Airway management
- If there is potential that the patient’s airway may deteriorate, then intubation prior to retrieval should be discussed with the ARV coordinator.
- Always have emergency airway equipment available.
Fluid resuscitation
Avoidance of hypovolaemia in trauma is a cornerstone of management. A balanced approach to fluid replacement is important, especially in establishing early treatment goals (25, 26). Permissive hypotension is a recognised fluid resuscitation plan; it acknowledges the goal of end organ perfusion whilst avoiding haemodilution. Therefore, perfusion targets are patient dependent, however, acceptance of values below normotension are appropriate. If in any doubt, always call ARV for further guidance (27, 28).
Resuscitation goals:
- The main goal of fluid resuscitation in trauma is to preserve vital organ function until bleeding can be controlled.
- The assessment of hypovolaemic shock is difficult during the early phase of major trauma care.
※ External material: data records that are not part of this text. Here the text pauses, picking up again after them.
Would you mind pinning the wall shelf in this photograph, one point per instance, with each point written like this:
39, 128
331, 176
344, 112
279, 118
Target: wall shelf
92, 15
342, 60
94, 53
The clearest signs of end-organ hypoperfusion include decreased urine output, acidosis, altered conscious state and elevated lactate level.
- In immediate trauma care aim for a blood pressure above 80-90 mmHg systolic, with a MAP of 50-60mmHg, until bleeding has been controlled in the setting of no clinical evidence of traumatic brain injury (TBI). In the presence of likely TBI, GCS<8, a MAP of more than 80mmHg is recommended.
- Blood pressure goals for penetrating trauma or uncontrollable haemorrhage are generally lower than for blunt trauma in the absence of a major head injury. (SBP values less than 90 mmHg may be acceptable if cerebral perfusion is maintained – that is, if conscious state is normal.) Early consultation about such patients is required.
- If possible, all blood/fluid administered to a major trauma patient should be warmed with a fluid warmer.
The main causes of shock in trauma patients are summarised below:
- Hypovolaemic shock – from obvious external blood loss or concealed internal blood loss.
- External haemorrhage.
- Chest – massive haemothorax.
- Abdominal/pelvic cavities.
- Retroperitoneum.
- Femoral and other long bone fractures.
- Obstructive shock – due to impaired filling or obstructed outflow to/from the heart.
- Tension pneumothorax/haemothorax.
- Pericardial tamponade.
- Distributive Shock – due to relative hypovolaemia, pathological redistribution of intravascular volume
- Neurogenic shock, a subset of distributive shock, occurs due to loss of sympathetic vascular tone, which may occur in spinal lesions at or above the sixth thoracic vertebral level.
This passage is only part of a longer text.